Also Known As: Alaska Solitaire
Russian Solitaire is very similar to Yukon Solitaire, but with one important difference- cards are built down in suit, rather than in alternate colors. This makes the game considerably harder, and many deals can not be finished.
To build ascending suit sequences, starting with the Ace, in the foundation zone.
How to Play:
In the manoeuvre zone, move any pile of cards from one stack to another, as long as the top card in the pile is of the same suit and one lower rank than the card it moves onto.
Only a King (with or without a pile) can move onto an empty manoeuvre stack.
The game is won when all cards are moved into the foundation zone.
To win Russian Solitaire it is necessary to expose all of the face-down cards.

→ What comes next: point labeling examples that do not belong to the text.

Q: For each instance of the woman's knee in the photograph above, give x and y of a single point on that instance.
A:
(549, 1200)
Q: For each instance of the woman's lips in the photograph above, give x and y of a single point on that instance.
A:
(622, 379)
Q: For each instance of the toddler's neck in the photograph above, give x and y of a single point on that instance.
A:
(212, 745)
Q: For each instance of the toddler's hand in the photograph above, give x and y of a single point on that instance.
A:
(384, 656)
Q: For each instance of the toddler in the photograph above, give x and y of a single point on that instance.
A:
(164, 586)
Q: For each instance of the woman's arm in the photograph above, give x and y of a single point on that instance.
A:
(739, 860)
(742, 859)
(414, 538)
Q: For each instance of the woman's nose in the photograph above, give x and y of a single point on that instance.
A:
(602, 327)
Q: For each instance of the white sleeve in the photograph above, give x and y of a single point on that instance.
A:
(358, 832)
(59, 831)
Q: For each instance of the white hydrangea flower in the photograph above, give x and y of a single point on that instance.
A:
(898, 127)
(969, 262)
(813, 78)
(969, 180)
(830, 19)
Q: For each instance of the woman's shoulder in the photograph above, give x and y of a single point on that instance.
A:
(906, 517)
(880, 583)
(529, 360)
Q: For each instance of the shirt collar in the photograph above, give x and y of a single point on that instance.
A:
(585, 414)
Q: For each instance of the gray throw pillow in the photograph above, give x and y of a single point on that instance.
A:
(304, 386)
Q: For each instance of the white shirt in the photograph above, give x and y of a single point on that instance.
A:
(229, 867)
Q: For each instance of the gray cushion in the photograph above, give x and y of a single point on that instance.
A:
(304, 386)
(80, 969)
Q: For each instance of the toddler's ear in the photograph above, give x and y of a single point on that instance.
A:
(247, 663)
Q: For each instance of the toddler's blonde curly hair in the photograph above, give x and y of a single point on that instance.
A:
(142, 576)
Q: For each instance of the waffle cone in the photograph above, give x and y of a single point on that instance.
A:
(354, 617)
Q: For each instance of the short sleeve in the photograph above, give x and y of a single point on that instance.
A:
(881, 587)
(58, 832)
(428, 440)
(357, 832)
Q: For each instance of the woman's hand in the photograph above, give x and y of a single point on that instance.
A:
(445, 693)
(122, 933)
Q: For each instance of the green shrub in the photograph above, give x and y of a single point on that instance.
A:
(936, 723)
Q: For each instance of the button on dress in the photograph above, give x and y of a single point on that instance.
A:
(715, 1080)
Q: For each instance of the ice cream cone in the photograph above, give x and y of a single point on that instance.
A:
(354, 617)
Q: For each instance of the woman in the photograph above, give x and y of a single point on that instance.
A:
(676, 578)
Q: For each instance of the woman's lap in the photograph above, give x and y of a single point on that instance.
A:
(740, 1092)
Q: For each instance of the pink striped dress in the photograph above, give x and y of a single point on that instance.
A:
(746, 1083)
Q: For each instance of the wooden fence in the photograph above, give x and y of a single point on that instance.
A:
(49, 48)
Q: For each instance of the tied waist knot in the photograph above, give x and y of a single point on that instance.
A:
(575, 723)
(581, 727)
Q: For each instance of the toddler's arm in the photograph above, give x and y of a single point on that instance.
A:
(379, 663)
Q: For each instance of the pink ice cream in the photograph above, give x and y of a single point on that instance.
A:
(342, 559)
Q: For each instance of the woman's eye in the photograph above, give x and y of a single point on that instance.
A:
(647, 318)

All moves should be taken with the purpose of exposing these cards.
Often there are moves possible which do not help to expose cards, or fill the foundation - these should be resisted, as they wont help to win the game.
Suppose that the initial deal looks like this:
There is a simple move we can do at the start to expose a new card- Move the 5 of Hearts onto the 6 Of Hearts, which exposes the 2 of Diamonds...
Now we might want to expose the Ace of Spades, so that it can go to a foundation.
Working backwards, to expose the Ace, we will need to move the Queen of Hearts.
To move the Queen of Hearts, we will need to expose the King of Hearts.
To expose the King, we need to move the Jack of Spades.
To move the Jack Of Spades, we need to expose the Queen of Spades.
To expose the Queen of spades, we need to move the 8 of Clubs, which can move onto the 9 of clubs.
So, working the other way, we make the following moves...
- 8 Of Clubs onto 9 of Clubs
- Jack of Spades onto Queen of Spades
- Queen of Hearts onto King of Hearts
This exposes the Ace, which can be moved to the foundation, and exposes the 3 of Hearts underneath...
From here you might try to empty a column (so you can move the King of Hearts). You might do this by trying to get the 2 of Diamonds onto the 3 of Diamonds.